No entanto, a escritora brasileira também advertiu, que as influências entre alguns povos e outros nem sempre são detectadas, "e nem sequer admitidas".
"Porque não convém a quem influencia nem a quem é influenciado. Vivemos regidos pelos preconceitos, por isso não nos permitimos olhar de uma maneira mais próxima o que de verdade impulsionou nossas realidades", refletiu em relação à troca cultural entre Portugal e Espanha com os povos americanos.
"Observo essa obsessão de ser contemporâneo como uma imitação. Como se alguém expulsasse todos os antecedentes, como quando queimaram os navios de (Hernán) Cortés para que não voltasse à Espanha", disse a escritora, que está convencida que "se a tradição não for conservada", não será possível conceber adequadamente o que é o presente.
Nélida Piñón, que foi a primeira mulher a presidir a Academia Brasileira de Letras (ABL) em 1996, foge dos determinismos e defende a ambiguidade como "matéria-prima da arte".
"Esse afã pela tradução absoluta é um empobrecimento. Como explicar que Dom Quixote pudesse emocionar pessoas tão distintas, chineses, árabes, pessoas tão alheias ao mundo espanhol, independentemente do idioma, e da cultura?", se perguntou, avaliando o fato de que não existe uma resposta.
Nascida no Rio de Janeiro, mas filha galegos, Nélida Piñón defende que a sociedade ibero-americana faça um esforço para compreender melhor a cultura latina.
"Hoje há um império da 'anglo-saxonização', e tudo o que não passa por isso, é considerado Sul, como algo inferior", argumentou, e acrescentou que, apesar de os latino-americanos não desvalorizarem sua cultura, eles supervalorizam a estrangeira, com "uma fascinação que vai em seu próprio detrimento".
"A cultura vive em qualquer regime, mas, às vezes, você vê que existem momentos em que uma determinada cultura se sobressai, e depois, chegam outros grupos. Agora há uma forte influência dos Estados Unidos, que por exemplo roubou dos jovens a capacidade de desfrutar de outros gêneros musicais que não seja o rock e seus derivados", considerou.

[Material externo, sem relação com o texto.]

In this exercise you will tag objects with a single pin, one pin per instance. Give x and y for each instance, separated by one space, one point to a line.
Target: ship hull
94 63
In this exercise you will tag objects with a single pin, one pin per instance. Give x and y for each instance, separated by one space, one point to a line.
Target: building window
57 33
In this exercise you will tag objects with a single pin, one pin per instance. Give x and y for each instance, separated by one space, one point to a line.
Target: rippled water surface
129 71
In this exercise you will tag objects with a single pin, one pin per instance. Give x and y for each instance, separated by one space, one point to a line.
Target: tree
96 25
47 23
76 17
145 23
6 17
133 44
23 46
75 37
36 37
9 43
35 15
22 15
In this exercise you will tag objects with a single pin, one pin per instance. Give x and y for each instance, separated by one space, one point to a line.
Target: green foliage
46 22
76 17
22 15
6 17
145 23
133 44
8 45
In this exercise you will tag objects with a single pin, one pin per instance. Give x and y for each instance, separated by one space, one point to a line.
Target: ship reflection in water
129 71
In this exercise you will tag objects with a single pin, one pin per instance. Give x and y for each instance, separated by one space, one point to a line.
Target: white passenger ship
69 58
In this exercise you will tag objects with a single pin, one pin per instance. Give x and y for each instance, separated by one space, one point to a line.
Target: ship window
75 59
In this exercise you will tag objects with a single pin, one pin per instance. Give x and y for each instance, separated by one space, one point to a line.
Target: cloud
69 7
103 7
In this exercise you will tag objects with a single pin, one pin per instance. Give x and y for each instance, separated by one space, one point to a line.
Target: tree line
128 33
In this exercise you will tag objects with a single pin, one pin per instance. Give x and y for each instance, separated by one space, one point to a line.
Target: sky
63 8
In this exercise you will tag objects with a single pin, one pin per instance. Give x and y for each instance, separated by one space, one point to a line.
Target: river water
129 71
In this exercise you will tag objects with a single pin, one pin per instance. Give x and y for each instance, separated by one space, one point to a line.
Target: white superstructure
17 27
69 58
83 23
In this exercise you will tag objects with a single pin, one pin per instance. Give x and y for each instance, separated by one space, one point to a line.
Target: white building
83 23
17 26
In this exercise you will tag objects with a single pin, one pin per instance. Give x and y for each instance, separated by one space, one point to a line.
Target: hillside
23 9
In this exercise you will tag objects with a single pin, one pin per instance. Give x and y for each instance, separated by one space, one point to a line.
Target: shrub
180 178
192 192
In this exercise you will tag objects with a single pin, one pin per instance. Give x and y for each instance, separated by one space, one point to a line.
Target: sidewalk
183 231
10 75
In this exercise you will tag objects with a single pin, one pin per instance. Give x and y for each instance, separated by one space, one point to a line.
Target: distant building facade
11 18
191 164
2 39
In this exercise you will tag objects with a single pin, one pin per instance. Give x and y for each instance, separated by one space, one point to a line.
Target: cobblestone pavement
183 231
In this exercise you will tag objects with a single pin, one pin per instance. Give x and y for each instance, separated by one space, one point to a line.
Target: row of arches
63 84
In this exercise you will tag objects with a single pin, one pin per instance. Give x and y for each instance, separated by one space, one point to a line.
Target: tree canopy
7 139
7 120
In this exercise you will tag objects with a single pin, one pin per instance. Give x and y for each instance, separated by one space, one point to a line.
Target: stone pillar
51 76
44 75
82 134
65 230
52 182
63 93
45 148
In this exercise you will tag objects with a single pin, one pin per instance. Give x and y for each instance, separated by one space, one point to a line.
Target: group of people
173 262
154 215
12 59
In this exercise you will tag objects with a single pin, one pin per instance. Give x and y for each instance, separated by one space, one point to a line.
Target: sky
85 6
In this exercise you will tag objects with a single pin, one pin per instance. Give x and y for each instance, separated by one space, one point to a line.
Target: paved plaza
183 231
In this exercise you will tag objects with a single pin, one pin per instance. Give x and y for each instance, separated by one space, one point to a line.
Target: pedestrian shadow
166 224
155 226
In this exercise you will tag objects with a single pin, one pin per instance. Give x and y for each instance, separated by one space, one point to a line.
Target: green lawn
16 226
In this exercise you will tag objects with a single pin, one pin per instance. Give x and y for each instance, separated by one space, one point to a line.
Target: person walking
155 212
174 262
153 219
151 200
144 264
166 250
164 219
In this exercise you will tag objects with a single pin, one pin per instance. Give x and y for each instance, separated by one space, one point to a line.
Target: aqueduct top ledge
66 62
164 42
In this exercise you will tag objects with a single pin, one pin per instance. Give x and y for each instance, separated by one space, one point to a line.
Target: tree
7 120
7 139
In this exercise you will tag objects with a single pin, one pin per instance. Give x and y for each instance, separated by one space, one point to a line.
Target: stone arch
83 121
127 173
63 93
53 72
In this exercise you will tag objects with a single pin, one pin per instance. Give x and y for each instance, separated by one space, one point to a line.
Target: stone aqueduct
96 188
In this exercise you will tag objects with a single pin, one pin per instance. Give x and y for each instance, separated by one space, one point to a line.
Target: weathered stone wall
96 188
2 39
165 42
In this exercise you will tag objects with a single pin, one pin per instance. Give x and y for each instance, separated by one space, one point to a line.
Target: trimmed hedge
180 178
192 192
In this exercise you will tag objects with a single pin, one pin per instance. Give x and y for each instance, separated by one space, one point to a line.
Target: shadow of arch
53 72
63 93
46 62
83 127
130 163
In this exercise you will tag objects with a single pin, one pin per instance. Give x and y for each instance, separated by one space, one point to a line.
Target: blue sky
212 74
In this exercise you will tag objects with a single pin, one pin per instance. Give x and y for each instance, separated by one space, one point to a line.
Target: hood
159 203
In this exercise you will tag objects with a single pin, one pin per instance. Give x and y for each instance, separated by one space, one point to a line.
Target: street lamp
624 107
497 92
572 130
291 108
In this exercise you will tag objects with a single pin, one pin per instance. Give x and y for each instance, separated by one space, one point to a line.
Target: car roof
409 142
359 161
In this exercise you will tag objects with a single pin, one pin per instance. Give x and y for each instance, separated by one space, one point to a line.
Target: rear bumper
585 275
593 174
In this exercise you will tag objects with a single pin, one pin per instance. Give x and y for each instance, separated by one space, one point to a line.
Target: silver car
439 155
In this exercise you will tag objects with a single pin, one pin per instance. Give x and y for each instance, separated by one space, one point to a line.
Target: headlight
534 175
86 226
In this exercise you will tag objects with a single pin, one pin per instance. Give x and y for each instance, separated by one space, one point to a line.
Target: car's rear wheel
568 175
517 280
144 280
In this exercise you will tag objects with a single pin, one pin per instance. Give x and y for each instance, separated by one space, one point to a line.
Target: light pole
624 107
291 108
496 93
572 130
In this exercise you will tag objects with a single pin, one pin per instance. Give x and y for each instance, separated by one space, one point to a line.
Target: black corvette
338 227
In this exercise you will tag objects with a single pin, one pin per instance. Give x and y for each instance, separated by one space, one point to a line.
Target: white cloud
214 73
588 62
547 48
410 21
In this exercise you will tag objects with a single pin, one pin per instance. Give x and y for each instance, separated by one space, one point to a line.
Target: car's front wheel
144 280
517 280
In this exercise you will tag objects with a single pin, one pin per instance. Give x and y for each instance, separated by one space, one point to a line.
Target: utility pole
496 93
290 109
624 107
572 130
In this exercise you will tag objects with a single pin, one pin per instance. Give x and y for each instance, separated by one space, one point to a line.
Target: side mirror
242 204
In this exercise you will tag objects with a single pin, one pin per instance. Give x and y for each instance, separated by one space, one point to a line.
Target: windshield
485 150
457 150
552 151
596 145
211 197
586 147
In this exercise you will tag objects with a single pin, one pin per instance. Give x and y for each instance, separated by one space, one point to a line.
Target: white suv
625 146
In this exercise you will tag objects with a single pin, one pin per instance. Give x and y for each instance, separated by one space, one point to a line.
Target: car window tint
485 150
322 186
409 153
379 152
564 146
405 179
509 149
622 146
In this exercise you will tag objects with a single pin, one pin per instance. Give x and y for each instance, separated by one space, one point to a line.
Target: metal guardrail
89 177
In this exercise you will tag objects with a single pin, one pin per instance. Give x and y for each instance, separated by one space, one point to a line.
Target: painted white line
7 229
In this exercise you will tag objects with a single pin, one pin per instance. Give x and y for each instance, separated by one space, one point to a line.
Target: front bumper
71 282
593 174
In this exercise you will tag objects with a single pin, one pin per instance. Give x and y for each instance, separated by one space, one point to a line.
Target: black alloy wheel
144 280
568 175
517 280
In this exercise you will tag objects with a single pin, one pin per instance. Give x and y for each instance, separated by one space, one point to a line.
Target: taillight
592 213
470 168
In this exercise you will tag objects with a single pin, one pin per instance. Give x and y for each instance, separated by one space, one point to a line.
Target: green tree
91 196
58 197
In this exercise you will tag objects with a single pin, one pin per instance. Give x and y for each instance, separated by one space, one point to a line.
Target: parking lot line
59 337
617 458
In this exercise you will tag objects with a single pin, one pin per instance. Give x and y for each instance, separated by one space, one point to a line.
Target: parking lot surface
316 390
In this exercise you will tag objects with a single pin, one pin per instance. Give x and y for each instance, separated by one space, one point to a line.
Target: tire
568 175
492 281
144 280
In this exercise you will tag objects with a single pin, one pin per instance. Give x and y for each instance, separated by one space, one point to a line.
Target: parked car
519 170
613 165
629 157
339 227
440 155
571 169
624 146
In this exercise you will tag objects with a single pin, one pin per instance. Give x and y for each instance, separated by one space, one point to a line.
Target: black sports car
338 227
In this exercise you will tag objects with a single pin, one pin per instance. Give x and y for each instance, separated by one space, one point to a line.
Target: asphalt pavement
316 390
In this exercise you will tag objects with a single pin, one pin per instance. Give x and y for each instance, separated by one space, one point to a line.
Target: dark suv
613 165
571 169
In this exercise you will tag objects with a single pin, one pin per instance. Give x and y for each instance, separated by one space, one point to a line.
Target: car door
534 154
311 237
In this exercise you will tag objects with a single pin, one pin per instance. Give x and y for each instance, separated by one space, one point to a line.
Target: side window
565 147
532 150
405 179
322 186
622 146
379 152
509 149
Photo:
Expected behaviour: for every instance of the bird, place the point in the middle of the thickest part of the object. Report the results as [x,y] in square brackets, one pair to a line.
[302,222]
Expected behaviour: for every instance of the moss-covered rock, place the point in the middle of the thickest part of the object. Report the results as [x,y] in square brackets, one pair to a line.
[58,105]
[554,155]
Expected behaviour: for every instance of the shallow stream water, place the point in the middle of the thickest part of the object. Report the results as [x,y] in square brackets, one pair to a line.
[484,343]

A escritora vê nisso uma tentativa de imposição da monocultura, que pode resultar no risco de existir uma única linguagem, enquanto insiste que o caráter maravilhoso da cultura é precisamente sua multiplicidade.
"Tudo o que é humano não pode ser desconhecido, tem que ser familiar para a minha pessoa, é preciso um esforço para isso. A indiferença é um crime e a paixão humana é necessária para que as ideias circulem", garantiu.